2007 GSA Denver Annual Meeting (28–31 October 2007)

Paper No. 15
Presentation Time: 5:15 PM

ROTATING RHYNCHONELLIDES REVISITED: FUNCTIONAL INSIGHTS INTO THE MORPHOLOGY OF BICONVEX BRACHIOPODS


LEIGHTON, Lindsey R., Geological Sciences, San Diego State University, 5500 Campanile Dr, San Diego, CA 92182-1020, leighton@geology.sdsu.edu

The brachiopod order Rhynchonellida is one of the longest surviving metazoan clades (Cambrian – Recent). Rhynchonellides are also basal to most biconvex brachiopod clades; understanding rhynchonellide shape may provide insight into the functional morphology of biconvex brachiopods in general. Most rhynchonellides are of one of two morphological types: (a) weakly-biconvex, unisulcate (median deflection towards the pedicle valve); or (b) strongly globose, uniplicate (median deflection towards the brachial valve). Both forms normally live attached by a pedicle, with the brachial valve down. Ontogenetic study reveals that globose forms begin weakly-biconvex and subsequently inflate the brachial valve. Assuming that the pedicle remains attached and of fixed length, this ontogenetic change rotates the commissure from a position subparallel to the substrate to a position perpendicular to the substrate. This change may be essential – all brachiopod lophophores ontogenetically pass through a simple, flat-lying schizolophe stage with ventral-dorsal flow, but as the rhynchonellide lophophore grows into a 3-D spirolophe, flow changes to lateral-medial. If the brachiopod remains with its commissure subparallel to the substrate, then a spirolophe with a uniplicate commissure would have an exhalant (medial) flow lower in the water column than the inhalant (lateral) flow, increasing the likelihood of refiltering waste water.

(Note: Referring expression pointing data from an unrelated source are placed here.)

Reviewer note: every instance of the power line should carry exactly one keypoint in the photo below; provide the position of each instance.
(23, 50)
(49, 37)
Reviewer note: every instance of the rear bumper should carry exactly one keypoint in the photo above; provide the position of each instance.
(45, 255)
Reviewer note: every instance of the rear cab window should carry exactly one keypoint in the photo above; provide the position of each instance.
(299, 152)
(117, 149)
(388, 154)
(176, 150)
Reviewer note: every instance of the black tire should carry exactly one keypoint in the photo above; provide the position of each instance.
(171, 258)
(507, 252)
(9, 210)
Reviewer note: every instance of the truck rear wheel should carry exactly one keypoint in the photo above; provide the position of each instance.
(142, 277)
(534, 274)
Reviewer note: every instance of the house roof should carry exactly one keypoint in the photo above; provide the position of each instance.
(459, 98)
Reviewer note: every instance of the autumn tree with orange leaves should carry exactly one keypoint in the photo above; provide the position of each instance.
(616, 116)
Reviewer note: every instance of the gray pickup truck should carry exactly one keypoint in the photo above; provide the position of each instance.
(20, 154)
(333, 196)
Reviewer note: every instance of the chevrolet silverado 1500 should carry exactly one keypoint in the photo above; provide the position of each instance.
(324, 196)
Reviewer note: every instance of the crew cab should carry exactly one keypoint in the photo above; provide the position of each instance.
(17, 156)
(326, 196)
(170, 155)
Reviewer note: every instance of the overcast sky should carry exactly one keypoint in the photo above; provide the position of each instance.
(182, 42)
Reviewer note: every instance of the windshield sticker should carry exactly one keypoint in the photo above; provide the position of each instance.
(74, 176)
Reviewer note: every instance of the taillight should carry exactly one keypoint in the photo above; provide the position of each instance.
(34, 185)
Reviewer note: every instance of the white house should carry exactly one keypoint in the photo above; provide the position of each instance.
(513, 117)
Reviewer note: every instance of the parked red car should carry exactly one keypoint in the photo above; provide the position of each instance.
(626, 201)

Rotation positions exhalant flow higher than inhalant flow. In contrast, unisulcate forms do not need to rotate because the exhalant flow already is higher; thus unisulcate forms remain weakly biconvex. These hypotheses were tested by (a) examining the association of globosity with uniplication; (b) correlation between degree of inflation and angle of orientation, using exceptionally-preserved surfaces of fossil rhynchonellides in various growth-stages; and (c) performing biomechanical experiments with gaping models to determine if passive flow is consistent with the proposed flow. All tests produced significant results corroborating the hypothesis that shape change in rhynchonellide ontogeny is a function of a changing lophophore. The results may apply to other biconvex taxa, and may help identify spirolophous fossil taxa even when calcareous lophophore supports are lacking.